As shown in fig. 2, 5 and 6, the arm assembly 200 includes a first arm 230, a second arm 240, a third arm 250 and a fourth arm 260, wherein the height of the end of the third arm 250 and the end of the fourth arm 260 are higher than the height of the end of the first arm 230 and the end of the second arm 240, the first arm 230 and the second arm 240 are disposed on the left and right sides of the aircraft body 100 in the nose direction, and the first arm 230 and the second arm 240 are respectively extended along the aircraft traveling direction, and the distance from the first arm 230 to the wind guiding portion 140 is equal to the distance from the second arm 240 to the wind guiding portion 140. The third horn 250 and the fourth horn 260 are disposed on the top surface of the aircraft body 100 in the tail direction, the third horn and the fourth horn extend in the vertical upward direction, and the distance from the third horn 250 to the wind guiding portion 140 is equal to the distance from the fourth horn 260 to the wind guiding portion 140. Through above-mentioned arrangement structure not only satisfy under the prerequisite of load requirement, can also make organism structure compacter, occupy littleer space, promote the flight performance of aircraft simultaneously.

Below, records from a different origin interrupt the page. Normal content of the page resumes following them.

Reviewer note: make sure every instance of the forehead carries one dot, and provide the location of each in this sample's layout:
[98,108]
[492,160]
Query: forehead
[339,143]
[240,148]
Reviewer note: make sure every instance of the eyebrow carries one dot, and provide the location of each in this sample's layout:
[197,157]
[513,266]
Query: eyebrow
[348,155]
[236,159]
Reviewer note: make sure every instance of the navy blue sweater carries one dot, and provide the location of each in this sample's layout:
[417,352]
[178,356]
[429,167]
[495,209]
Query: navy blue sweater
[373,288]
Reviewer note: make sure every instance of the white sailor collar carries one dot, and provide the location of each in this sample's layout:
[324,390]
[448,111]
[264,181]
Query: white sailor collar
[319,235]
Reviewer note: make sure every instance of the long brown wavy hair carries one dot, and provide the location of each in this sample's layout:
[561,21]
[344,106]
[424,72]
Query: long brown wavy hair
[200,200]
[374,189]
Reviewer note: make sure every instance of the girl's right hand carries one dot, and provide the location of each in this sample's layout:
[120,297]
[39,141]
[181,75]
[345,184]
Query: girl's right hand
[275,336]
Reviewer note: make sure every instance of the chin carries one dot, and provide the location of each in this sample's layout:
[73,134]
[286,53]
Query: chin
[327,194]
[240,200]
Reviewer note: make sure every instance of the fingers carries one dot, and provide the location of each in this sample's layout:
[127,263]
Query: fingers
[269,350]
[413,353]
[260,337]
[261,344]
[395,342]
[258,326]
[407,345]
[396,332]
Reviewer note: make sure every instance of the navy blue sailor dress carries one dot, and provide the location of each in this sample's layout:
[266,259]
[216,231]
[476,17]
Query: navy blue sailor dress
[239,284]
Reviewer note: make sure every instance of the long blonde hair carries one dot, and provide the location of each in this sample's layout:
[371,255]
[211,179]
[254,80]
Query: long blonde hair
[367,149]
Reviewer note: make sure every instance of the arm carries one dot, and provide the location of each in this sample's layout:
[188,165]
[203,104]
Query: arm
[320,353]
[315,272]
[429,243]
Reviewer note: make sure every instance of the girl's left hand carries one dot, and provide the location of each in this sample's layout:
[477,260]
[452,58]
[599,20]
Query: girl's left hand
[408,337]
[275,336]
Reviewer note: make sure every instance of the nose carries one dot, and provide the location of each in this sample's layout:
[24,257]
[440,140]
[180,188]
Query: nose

The aircraft has two states, namely a first state and a second state, wherein the first state is a state when the aircraft flies forwards horizontally or is static on the bottom surface, in the first state, the rotating surface of the propeller 340 and the horizontal plane have an inclination angle delta, and the plane where the bottom surface of the aircraft body 100 is located is parallel to the horizontal plane; the inclination angle delta of the rotating surface of the propeller 340 to the horizontal plane is greater than 0 degree and smaller than 90 degrees, and preferably, the inclination angle delta of the rotating surface of the propeller 340 to the horizontal plane is 28.5 degrees. The rotation plane of the propeller 340 is inclined with respect to the horizontal plane, thereby generating a component force against the self-gravity of the aircraft, reducing the load of the propeller 340, increasing the flight time, and a component force in the horizontal direction, which is the traveling direction of the aircraft. The second state is a state when the aircraft flies vertically upward or hovers in the air, and in the second state, the rotation plane of the propeller 340 is parallel to the horizontal plane, and the plane on which the bottom surface of the aircraft is located has an inclination angle δ with respect to the horizontal plane.

Based on the above-mentioned aircraft, please refer to fig. 7, a first embodiment of the present invention provides a method for controlling an aircraft, which includes the steps of:

and S10, detecting the current pitch angle and observation information of the aircraft.

In this embodiment, the observation information is the current vertical position and velocity of the aircraft.

In one possible embodiment, this step may be preceded by the step of: and controlling the aircraft to fly at a preset pitch angle.

And S20, acquiring target information in the vertical direction.

And S30, calculating the adjusting angle of the current pitch angle and the lift force provided by the propeller of the aircraft according to the pitch angle, the observation information and the target information.

And S40, controlling the aircraft to fly to the target position in front according to the lift force and the adjusting angle provided by the propeller.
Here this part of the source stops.